Siyu was thirty-eight, and the man, Hanfeng, was forty-four. Siyu’s father, after supporting her through college, had remarried, choosing a woman thirty years his junior. The woman had a young son from her previous marriage, whom Siyu’s father had taken on as his responsibility. The boy was now in his last year of high school, and Siyu, having told her father many times that he deserved peace and simplicity, maintained a respectful distance from his new family. Each year she spent New Year’s Eve, and sometimes other holidays, with Hanfeng’s mother, who had been her zoology professor in college. There was no way to predict when the older woman would be in the mood to invite Siyu, so she tried to keep herself uncommitted, which meant that most of the holidays she spent alone.

“Professor Dai must miss her students these days,” Siyu said after she and Hanfeng had exchanged greetings, although she knew it was not the students that his mother missed but the white skulls of mammals and birds on her office shelves, the drawers filled with scalpels and clamps and tweezers that she had cleaned and maintained with care, and the fact that she could mask her indifference to the human species with her devotion to animals. The first time Siyu had seen Professor Dai, on a campus tour during the opening week of college, the older woman had been following a strutting owl down a dimly lit hallway; she paid little attention to the group of new students, and stooped slightly the whole time, as if she were the mother of a toddler and had to watch out for minor accidents. When a boy stepped over to take a closer look at the owl, she scooped up the bird and glared at him before striding away.

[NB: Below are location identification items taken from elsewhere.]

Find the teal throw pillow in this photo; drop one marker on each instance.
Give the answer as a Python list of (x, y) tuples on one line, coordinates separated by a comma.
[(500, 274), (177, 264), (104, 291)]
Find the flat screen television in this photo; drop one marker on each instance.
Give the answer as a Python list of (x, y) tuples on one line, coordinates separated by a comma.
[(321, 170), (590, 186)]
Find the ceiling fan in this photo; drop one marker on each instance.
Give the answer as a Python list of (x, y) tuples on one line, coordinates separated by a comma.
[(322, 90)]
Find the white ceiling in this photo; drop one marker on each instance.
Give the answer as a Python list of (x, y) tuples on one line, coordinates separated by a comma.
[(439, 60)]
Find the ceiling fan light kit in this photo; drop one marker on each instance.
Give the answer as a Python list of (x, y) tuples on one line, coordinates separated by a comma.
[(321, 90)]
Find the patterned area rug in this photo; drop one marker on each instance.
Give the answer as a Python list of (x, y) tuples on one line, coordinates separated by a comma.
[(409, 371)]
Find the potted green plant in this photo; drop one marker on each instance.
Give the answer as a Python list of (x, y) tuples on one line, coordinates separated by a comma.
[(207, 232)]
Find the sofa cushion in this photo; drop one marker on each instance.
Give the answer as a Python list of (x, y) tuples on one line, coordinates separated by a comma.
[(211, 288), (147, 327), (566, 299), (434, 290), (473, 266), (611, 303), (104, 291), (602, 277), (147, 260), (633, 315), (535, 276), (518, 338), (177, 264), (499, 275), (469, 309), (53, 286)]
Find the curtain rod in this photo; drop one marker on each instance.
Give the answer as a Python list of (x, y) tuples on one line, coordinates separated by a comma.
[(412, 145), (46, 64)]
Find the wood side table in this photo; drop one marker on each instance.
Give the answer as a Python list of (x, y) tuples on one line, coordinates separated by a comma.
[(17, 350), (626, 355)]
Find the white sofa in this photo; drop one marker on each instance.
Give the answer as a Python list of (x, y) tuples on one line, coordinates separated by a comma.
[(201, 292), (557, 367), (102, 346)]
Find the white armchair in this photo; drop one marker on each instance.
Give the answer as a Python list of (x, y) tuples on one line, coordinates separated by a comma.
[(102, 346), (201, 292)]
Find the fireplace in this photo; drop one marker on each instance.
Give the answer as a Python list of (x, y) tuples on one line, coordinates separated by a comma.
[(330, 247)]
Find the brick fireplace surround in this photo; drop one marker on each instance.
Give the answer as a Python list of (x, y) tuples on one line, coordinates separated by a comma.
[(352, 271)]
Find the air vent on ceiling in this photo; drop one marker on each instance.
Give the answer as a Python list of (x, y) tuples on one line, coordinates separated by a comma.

“Retirement is a strange thing for her,” Hanfeng said. His mother had always despised women who grabbed every opportunity to matchmake, but within days of his return to China she had mentioned a former student she thought he should meet. His mother did not say much else, but he could sense that it was marriage she was thinking about. Twenty years of living away from her had not changed that in him: He always knew what was on her mind before she said it, and he wondered if she was ever aware of that.

The teahouse where Hanfeng and Siyu were meeting, at a hillside pavilion in the Summer Palace, had been chosen by his mother, and she had suggested that they also take a long stroll along the lakefront. It was early March. The day turned out overcast and windy, and secretly Hanfeng hoped that the wind would not die down, so they could forgo the romantic walk. He wondered if Siyu was wishing for a different scenario. He could not yet read much from her face. She smiled courteously as she gave him a few facts about White Peony, the tea she had ordered for them both, but the smile and the words seemed to come with effort, as if her interest in interacting with him could easily fade. Her body was slender, and her hair, black with noticeable strands of gray, was kept straight and at shoulder length. He wondered why the woman, who was beautiful in an unassuming way, had never married.

“Do you find Beijing a different city now?” Siyu said. It must be a question that he was asked all the time, but it would not do anyone any harm, she thought. It was not the first time that Siyu had been set up with a stranger — since she had turned twenty, neighbors and acquaintances, pitying her for not having a mother to fuss over her future, had taken it as their responsibility to find a husband for her — but with those men she had known from the beginning that she would not bother trying to impress them. Over the years, she had developed a reputation as unmatchable, and nowadays only the most persistent of the matchmakers would mention a widower or a divorcé, in his fifties or sometimes sixties, as a possible solution. The first time such a prospect was presented in an enthusiastic speech, Siyu had the odd feeling that she was now expected to marry her father; only later did she realize that she was no longer a young woman.